Small- and medium-sized enterprises (SMEs) and emerging markets are increasingly marginalised in the trade finance market according to the latest findings of the Asian Development Bank (ADB).
The bank’s Trade Finance Gap Survey says global availability of trade finance improved in 2014 but gaps were increasingly pronounced in emerging economies, including in Asia, driven by banks’ decision to move away from high-risk markets.
The global trade finance gap was estimated at $1.4 trillion for 2014, of which around half was in developing Asia.
Banks highlighted the rising costs and complexity in complying with regulatory requirements to prevent financial crimes, including money laundering and terrorism finance, as a top impediment to trade finance, partly due to the lack of clarity on their implementation.
The impact of this was felt most in Africa, the Russian Federation, Central Asia, and North America.

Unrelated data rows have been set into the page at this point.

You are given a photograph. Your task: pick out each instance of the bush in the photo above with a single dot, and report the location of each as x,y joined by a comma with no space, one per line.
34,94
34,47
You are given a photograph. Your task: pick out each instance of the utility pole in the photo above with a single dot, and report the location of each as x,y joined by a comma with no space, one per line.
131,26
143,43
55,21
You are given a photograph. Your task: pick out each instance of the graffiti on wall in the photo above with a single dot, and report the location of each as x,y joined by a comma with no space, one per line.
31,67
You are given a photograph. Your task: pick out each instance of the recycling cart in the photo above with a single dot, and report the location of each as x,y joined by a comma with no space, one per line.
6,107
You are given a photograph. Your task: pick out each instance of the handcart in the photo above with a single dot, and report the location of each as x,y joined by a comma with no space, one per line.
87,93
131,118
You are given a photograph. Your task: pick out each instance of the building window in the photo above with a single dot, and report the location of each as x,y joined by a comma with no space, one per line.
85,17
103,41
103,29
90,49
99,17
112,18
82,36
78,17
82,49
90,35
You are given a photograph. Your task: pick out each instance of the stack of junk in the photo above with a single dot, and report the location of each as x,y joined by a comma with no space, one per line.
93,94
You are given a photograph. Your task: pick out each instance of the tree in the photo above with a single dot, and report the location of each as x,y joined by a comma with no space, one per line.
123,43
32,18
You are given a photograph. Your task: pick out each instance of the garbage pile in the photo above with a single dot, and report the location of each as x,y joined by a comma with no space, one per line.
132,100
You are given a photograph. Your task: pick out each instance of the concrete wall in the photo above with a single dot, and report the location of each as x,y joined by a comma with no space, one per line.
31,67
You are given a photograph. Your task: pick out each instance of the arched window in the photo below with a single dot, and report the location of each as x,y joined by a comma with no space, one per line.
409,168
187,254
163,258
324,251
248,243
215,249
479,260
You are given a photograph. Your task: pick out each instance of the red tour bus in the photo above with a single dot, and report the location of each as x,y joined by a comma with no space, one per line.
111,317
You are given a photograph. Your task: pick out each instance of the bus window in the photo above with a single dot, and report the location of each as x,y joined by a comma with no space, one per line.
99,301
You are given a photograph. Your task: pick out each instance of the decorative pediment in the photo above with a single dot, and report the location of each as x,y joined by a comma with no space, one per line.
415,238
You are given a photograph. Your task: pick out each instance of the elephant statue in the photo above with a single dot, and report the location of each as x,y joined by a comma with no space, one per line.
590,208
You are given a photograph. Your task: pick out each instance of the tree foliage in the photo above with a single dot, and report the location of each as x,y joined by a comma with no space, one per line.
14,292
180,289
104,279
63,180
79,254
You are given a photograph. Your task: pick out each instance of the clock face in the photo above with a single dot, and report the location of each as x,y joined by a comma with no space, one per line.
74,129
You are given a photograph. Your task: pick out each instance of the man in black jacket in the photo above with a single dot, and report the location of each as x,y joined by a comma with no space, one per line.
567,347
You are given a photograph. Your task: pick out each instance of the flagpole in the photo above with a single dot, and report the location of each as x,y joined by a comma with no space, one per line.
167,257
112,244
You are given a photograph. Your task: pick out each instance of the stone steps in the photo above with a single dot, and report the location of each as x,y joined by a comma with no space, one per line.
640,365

The study also found that SMEs were consistently underserved by financial institutions and faced the highest rejection rates for trade finance.
Companies noted that higher prices for trade finance accelerated in the second half of 2014.
With compliance measures expected to tighten further, the study notes that this will put more pressure on economies already experiencing gaps in access to financing, with SMEs particularly affected.
Companies surveyed noted that if trade finance available to them was doubled they would significantly boost production and exports, hire more staff, raise salaries, and invest in other business, highlighting the critical importance of trade credit to economic growth.
Addressing the issue
There is a need to address these issues, according to head of trade finance at ADB, Steven Beck.
“Trade continues to be the engine of growth and employment in the region, so addressing the financing gaps will be critical to promote growth and job creation especially in the more challenging markets,” he says.